Today Longfellow’s Wayside Inn is the oldest operating inn in the United States. Guests come from far and wide to enjoy the quaint scenery of Sudbury and the historic 1700s decor. Many get more than they are asking for however when they are greeted by the old hostess of the guest house. Jerusha Howe took over responsibilities for her brother Lyman as he began to drink heavily. She would entertain guests with her stupendous piano playing and owned the first piano in all of Sudbury. She was quite beautiful and as such had many suitors. While this is all hearsay, as there are no portraits of her, it has been well documented by folklore throughout the ages. She was known as the Belle of Sudbury and her hand in marriage was well sought out by many. One day an Englishman swept her off her feet and promised to marry her. But first, he would have to return to England on business. He would be back he said and the two would start a family together.

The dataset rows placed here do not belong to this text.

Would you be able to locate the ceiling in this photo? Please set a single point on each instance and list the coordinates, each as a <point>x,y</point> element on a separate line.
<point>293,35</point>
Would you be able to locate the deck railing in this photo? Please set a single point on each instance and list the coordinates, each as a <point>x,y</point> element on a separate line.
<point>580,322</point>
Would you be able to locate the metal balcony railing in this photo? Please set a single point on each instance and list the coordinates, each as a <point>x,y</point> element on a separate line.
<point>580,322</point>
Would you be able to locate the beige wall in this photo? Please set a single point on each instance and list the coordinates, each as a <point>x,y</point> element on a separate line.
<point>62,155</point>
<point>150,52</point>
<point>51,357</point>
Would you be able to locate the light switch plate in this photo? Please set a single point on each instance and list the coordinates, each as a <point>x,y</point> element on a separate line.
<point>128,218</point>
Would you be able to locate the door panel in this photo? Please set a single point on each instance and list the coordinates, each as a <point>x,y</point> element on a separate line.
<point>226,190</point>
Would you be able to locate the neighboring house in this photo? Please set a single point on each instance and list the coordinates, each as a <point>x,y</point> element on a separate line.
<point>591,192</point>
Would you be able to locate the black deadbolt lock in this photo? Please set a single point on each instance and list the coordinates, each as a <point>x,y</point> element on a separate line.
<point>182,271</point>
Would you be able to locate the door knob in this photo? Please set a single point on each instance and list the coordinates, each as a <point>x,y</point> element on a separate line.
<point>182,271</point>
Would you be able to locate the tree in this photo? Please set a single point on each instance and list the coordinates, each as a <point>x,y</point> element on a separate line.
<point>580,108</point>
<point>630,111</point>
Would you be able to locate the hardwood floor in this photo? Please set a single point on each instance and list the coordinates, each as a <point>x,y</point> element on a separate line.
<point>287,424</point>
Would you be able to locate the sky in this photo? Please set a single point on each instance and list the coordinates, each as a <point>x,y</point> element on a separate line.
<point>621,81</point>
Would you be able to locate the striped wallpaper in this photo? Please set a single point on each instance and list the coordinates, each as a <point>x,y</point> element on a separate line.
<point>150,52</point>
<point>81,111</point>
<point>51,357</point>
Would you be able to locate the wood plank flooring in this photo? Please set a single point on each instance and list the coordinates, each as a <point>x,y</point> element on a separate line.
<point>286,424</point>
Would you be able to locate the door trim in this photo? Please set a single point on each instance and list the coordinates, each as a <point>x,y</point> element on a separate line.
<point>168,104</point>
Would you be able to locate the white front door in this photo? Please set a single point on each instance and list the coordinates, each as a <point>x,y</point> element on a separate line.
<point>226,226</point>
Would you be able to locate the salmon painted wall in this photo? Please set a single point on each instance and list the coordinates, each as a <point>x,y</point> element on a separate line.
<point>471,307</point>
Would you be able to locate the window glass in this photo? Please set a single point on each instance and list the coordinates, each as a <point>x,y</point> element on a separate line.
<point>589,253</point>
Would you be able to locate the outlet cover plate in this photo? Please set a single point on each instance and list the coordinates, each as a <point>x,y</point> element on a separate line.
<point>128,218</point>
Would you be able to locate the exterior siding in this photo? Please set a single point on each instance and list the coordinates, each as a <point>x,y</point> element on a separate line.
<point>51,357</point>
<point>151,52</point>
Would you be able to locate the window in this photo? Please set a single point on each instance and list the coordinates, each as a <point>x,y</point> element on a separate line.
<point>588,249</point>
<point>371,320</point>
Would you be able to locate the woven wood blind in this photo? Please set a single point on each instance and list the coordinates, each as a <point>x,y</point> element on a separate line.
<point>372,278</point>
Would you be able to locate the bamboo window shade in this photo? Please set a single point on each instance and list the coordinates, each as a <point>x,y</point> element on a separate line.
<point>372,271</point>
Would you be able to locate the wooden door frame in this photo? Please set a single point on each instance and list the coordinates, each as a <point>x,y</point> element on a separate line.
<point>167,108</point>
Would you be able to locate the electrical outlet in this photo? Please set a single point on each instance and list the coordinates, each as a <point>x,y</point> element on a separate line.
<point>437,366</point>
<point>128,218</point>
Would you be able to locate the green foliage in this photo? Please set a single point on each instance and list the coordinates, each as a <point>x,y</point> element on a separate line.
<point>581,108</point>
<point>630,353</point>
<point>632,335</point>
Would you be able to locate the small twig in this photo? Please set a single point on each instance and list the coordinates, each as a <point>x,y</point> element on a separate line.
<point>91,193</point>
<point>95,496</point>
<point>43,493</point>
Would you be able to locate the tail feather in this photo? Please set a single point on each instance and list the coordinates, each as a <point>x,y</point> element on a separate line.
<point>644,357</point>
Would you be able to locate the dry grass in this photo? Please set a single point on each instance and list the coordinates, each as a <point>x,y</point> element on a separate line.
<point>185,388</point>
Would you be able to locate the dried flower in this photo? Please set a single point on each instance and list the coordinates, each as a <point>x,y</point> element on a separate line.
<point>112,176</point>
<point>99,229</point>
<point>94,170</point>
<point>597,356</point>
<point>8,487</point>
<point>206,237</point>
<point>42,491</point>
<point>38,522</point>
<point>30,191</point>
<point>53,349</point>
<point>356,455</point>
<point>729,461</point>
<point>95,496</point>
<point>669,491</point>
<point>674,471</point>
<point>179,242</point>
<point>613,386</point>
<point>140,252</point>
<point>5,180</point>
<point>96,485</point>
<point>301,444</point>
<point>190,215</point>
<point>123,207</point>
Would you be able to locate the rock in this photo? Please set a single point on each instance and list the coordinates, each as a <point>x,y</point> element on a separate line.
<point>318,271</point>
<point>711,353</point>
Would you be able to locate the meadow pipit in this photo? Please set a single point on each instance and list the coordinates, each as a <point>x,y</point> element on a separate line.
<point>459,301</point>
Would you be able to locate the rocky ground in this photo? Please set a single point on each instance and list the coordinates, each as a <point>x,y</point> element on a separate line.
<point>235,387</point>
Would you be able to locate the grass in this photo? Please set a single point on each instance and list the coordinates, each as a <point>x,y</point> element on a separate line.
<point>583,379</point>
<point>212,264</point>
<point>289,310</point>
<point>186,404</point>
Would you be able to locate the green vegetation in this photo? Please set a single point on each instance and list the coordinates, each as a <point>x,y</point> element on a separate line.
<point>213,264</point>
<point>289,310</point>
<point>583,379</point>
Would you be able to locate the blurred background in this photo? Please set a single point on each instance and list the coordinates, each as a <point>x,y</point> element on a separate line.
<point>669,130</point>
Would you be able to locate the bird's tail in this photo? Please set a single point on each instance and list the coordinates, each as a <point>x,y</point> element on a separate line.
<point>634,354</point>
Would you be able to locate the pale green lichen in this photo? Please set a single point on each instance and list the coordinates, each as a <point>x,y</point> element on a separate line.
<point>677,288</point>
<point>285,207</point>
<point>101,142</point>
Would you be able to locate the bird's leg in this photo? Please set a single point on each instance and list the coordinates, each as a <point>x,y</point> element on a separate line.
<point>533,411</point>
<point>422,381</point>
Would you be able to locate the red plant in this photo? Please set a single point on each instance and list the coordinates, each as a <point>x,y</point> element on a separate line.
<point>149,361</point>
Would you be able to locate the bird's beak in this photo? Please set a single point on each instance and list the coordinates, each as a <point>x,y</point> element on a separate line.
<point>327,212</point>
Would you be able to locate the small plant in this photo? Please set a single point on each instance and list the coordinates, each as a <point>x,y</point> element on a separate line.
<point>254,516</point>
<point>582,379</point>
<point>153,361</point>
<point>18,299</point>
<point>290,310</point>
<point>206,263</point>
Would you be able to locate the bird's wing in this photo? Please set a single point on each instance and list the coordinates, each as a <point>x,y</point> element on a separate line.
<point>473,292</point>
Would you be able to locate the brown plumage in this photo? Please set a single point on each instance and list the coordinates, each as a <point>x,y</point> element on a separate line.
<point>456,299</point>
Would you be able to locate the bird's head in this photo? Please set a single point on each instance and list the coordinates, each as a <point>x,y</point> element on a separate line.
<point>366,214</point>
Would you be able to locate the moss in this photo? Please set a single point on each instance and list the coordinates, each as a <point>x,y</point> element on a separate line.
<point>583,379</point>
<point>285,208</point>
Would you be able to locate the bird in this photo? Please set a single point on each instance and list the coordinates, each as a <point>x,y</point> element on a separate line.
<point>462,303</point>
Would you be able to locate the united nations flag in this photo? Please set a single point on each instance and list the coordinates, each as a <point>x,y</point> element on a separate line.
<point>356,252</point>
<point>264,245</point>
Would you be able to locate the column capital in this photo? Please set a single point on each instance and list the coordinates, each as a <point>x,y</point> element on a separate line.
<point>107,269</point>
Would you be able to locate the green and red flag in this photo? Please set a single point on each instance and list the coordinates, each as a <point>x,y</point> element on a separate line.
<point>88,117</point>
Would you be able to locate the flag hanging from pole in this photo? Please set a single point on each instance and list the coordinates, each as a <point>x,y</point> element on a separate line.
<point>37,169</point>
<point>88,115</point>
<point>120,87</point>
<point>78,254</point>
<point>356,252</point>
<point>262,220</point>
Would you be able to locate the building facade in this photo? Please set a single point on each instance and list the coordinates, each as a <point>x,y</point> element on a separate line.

Poor Jerusha waited. She waited for many years but the Englishman never returned. Little is known about him, including his name, and as such, there is no indication of where he went. However, Jerusha kept a diary and two short entries indicate a heartbreak. But Jerusha died young and alone, at the age of 44, in 1845. Many believe in a broken heart. As the Inn passed hands, and the years went on, many guests began to see her spirit, Often appearing in room 9 and sometimes 4. Her spirit, still lonesome, often cuddles up to male guests in the middle of the night. Many guests have seen strange lights in the parlor and in their bedrooms. Most chillingly the sound of her piano can often be heard reverberating through the old hallways. “Copenhagen Waltz” is a favorite of hers and emanates from thin air when the inn is most empty.
Secret Drawer Society
In an ode to her diary, many guests keep detailed records of their sightings of her. Leaving these notes in the nooks and crannies of the hotels for others to find. Her perfume is smelt wafting throughout the hotel and had been for quite some time. She is not limited to her old bedroom and has been seen in the parlor. Leaning on the fireplace in a blue dress, welcoming guests into the inn. Her hospitality lives on into the afterlife along with her broken heart. She seems to be a friendly spirit and only desires company. Keep this in mind this Valentine’s Day and appreciate the ones who want to stick around. Knowing that a broken heart proceeds into the afterlife can only be a telling sign of the almighty power of love. US Ghost Adventures wishes all you lovers a happy Valentine’s Day!